Study the activation mechanism of peroxymonosulfate in iron copper systems for trichloroethane degradation

Abstract

The quick development of novel water treatment techniques evaluates the mechanisms as a challenge in various systems. The participation of radical and non-radical mechanisms in the degradation of trichloroethane (TCA) in peroxymonosulfate (PMS) activated systems was demonstrated using synthetic catalysts. Various analytical characterizations represented the prominent structure and morphology of CuO and FeS2 particles. Under various circumstances, the CuO/rGO/PMS and FeS2/PMS catalysts demonstrated the coexistence of mechanisms. When compared to CuO/rGO/PMS, the FeS2/PMS system had the highest TCA removal effectiveness. The remediation performance was largely dependent on a variety of factors.

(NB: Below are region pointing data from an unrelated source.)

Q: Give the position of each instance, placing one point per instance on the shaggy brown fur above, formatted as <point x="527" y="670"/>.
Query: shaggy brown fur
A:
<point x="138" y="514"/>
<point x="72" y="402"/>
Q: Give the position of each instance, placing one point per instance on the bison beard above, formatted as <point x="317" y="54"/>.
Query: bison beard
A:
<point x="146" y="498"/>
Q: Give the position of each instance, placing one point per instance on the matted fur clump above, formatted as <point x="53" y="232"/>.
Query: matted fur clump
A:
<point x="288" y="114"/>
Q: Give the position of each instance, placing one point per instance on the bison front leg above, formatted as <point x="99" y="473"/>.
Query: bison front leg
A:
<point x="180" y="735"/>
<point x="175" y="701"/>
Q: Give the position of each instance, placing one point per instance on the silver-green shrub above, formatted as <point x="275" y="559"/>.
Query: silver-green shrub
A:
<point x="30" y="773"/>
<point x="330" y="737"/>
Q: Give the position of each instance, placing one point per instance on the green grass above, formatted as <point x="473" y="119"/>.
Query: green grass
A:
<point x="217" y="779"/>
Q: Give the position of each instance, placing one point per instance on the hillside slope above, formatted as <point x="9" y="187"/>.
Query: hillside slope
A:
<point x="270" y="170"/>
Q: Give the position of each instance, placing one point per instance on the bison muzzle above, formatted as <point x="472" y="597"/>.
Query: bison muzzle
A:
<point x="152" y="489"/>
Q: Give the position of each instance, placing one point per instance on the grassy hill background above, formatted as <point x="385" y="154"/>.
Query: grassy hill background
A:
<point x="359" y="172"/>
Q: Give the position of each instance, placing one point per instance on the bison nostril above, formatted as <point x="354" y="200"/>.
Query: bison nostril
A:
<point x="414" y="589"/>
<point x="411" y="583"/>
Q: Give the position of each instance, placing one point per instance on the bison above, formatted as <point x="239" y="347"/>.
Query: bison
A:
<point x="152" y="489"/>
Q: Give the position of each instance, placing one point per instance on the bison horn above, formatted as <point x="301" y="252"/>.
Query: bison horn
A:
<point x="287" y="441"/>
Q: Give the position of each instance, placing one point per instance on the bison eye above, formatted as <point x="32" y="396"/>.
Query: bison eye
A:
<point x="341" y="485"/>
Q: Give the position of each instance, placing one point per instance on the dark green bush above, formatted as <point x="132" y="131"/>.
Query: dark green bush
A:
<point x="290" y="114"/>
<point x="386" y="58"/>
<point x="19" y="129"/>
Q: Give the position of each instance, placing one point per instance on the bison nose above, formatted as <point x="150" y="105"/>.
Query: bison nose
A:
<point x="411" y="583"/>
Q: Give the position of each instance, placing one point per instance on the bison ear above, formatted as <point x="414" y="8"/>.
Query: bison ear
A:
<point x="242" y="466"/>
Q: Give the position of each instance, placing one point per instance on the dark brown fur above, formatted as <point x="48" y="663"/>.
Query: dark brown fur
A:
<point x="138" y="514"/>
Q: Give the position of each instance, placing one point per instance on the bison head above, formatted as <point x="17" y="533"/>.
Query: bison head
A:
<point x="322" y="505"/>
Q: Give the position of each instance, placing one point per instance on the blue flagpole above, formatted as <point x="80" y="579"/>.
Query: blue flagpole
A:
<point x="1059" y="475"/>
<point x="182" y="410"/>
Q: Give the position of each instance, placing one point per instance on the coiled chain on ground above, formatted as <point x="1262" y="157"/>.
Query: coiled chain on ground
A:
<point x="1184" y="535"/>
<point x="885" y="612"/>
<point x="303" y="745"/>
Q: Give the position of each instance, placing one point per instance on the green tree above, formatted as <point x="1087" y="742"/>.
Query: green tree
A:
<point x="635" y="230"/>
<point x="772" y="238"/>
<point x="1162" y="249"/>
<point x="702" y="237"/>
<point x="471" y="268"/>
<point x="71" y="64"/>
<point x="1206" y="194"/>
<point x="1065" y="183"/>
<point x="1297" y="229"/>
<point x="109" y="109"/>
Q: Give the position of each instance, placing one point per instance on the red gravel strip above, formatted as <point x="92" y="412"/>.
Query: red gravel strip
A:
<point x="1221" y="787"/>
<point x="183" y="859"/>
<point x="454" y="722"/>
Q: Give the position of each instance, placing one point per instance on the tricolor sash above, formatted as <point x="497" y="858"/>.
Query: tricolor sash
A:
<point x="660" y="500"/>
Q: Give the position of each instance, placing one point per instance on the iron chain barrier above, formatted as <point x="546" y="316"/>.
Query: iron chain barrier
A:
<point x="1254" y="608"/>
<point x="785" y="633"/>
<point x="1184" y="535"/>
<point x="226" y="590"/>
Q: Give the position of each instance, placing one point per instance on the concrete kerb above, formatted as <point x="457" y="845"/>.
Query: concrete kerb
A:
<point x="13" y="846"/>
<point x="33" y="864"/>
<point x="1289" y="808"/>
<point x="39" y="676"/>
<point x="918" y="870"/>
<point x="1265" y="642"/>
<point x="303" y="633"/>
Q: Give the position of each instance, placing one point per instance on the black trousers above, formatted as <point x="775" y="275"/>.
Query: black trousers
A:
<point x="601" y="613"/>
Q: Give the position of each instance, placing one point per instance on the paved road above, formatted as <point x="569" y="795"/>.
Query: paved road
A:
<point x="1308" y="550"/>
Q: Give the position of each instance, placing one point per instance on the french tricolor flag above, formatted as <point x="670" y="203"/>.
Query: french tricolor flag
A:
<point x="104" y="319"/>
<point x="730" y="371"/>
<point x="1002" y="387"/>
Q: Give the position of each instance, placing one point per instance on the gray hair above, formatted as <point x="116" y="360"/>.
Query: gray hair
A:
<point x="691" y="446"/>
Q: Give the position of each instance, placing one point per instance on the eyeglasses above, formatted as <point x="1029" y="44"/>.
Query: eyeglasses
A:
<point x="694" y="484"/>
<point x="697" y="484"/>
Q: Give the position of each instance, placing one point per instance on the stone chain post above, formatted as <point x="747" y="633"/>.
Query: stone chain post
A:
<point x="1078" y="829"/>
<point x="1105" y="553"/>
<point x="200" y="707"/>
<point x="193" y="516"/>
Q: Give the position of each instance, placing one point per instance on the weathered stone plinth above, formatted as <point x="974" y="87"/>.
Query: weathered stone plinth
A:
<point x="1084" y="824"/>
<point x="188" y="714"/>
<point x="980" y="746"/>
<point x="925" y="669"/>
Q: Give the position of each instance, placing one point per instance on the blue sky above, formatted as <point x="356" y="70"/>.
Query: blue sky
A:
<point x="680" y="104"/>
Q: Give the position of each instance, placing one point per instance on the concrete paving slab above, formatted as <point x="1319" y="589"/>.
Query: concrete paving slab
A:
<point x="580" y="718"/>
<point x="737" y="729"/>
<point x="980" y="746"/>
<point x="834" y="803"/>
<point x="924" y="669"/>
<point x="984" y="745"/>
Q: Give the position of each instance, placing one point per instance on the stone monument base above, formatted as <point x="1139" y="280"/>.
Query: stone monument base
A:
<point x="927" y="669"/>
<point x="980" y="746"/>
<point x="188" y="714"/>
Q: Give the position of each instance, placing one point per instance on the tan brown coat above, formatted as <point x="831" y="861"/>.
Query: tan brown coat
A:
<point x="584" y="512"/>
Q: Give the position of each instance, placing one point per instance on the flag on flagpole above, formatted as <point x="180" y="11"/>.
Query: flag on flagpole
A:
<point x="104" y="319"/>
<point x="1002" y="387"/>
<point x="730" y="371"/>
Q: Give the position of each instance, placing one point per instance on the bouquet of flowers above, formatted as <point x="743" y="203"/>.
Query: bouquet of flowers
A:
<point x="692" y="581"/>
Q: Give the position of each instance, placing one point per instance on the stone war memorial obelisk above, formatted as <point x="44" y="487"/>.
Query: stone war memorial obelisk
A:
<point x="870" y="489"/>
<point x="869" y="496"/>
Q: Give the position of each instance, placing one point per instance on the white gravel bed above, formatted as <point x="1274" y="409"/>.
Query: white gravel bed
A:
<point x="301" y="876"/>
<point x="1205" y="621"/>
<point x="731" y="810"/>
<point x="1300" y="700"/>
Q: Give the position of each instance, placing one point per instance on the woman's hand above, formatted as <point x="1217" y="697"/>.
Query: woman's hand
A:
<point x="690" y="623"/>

The TCA degradation increased with increasing acidity in the FeS2/PMS system, whereas CuO/rGO favored basic conditions. The involvement of radical (SO4●−, OH●, and O2●−) and non-radical oxo (1O2) species has been confirmed by the chemical probe, quenching, and EPR experiment. The scavenging test identified the generation of 1O2 species in all systems that played a critical role in the studied processes. The presence of both radical and non-radical pathways in TCA degradation can be useful in the design and use of PMS activated in groundwater treatment.